Of specialized nurse educators and prostate cancer care planning

There appears to be an increasing appreciation of the value of the specialty nurse in the coordination of the education, guidance, and care planning of newly diagnosed prostate cancer patients.

Madsen et al. have reported on the evolutionary role of an advanced practice nurse (APN) with specialized oncology experience at the multi-disciplinary prostate cancer clinic (MPCC) at the University of Texas M. D. Anderson Cancer Center since 2006. The MPCC at M. D. Anderson was initially set up in 2004, and has been developed to present all potentially appropriate treatment options to newly diagnosed patients in a single setting. The APN was recruited in 2006 to address specific objectives, including:

  • Implementation of a quality-of-life protocol to all patients
  • Provision of detailed patient education (including a patient-specific treatment summary and care plan)
  • The need for a single point of contact for patients as they moved toward a treatment decision.
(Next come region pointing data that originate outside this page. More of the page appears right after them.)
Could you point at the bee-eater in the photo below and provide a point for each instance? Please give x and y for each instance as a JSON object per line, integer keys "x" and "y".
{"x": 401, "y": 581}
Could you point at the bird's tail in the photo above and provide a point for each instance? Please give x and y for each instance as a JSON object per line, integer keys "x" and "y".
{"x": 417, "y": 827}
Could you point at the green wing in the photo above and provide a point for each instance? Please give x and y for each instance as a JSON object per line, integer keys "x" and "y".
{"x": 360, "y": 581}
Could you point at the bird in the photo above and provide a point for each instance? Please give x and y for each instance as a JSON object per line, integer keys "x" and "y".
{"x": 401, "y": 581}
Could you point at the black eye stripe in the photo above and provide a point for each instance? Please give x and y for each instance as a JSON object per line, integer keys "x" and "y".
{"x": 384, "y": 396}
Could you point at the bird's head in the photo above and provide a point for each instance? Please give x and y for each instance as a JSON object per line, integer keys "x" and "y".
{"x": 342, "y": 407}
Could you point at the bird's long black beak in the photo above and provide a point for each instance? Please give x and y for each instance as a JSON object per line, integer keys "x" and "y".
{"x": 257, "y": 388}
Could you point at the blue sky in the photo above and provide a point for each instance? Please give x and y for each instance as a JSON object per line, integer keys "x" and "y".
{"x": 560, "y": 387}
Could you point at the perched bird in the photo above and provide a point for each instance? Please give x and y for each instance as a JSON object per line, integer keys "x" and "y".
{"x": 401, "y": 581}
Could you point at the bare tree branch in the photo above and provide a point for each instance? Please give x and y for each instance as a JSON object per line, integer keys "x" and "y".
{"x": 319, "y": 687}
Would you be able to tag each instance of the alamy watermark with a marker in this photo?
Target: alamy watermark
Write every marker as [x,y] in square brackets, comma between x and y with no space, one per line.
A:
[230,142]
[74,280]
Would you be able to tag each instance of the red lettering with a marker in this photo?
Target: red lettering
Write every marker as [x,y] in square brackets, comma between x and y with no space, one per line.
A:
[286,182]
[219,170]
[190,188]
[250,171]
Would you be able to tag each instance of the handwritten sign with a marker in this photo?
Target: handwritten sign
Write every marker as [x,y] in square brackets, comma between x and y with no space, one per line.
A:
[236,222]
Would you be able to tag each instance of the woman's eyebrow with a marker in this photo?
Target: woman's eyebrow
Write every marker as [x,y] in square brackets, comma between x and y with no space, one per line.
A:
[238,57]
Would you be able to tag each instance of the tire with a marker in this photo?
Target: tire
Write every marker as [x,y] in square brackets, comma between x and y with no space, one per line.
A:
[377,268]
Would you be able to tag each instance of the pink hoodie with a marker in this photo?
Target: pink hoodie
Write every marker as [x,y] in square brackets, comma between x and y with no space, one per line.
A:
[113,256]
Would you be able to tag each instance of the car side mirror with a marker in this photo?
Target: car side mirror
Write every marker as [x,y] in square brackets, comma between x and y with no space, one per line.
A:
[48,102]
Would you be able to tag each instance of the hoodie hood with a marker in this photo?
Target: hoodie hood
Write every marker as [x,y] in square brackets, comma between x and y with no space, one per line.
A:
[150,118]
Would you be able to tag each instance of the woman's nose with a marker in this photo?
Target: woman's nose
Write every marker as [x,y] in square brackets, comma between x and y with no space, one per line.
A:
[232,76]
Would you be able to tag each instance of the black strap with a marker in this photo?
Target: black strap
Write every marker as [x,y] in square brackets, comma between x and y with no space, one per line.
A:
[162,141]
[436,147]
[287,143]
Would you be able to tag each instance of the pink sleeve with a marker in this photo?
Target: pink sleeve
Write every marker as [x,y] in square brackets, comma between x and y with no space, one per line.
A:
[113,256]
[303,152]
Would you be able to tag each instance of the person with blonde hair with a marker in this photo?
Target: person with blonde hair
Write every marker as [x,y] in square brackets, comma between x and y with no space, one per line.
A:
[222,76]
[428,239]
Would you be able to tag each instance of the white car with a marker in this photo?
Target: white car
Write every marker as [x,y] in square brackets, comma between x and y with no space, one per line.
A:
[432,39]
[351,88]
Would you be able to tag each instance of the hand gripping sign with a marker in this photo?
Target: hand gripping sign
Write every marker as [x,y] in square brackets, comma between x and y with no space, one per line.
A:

The authors report that recent, formal evaluation of the MPCC showed that patients were satisfied with this approach to the complex decision-making process in prostate cancer. The “New” Prostate Cancer InfoLink notes that this system corresponds to other developing systems in which a nurse educator is heavily involved in the process of helping patients come to the most appropriate decision regarding their care — hopefully without the inherent educational biases of surgeons, radiation oncologists, and other specialists. Whether it is possible to move such a system easily from academic and hospital-based centers out into the community may be more challenging, however.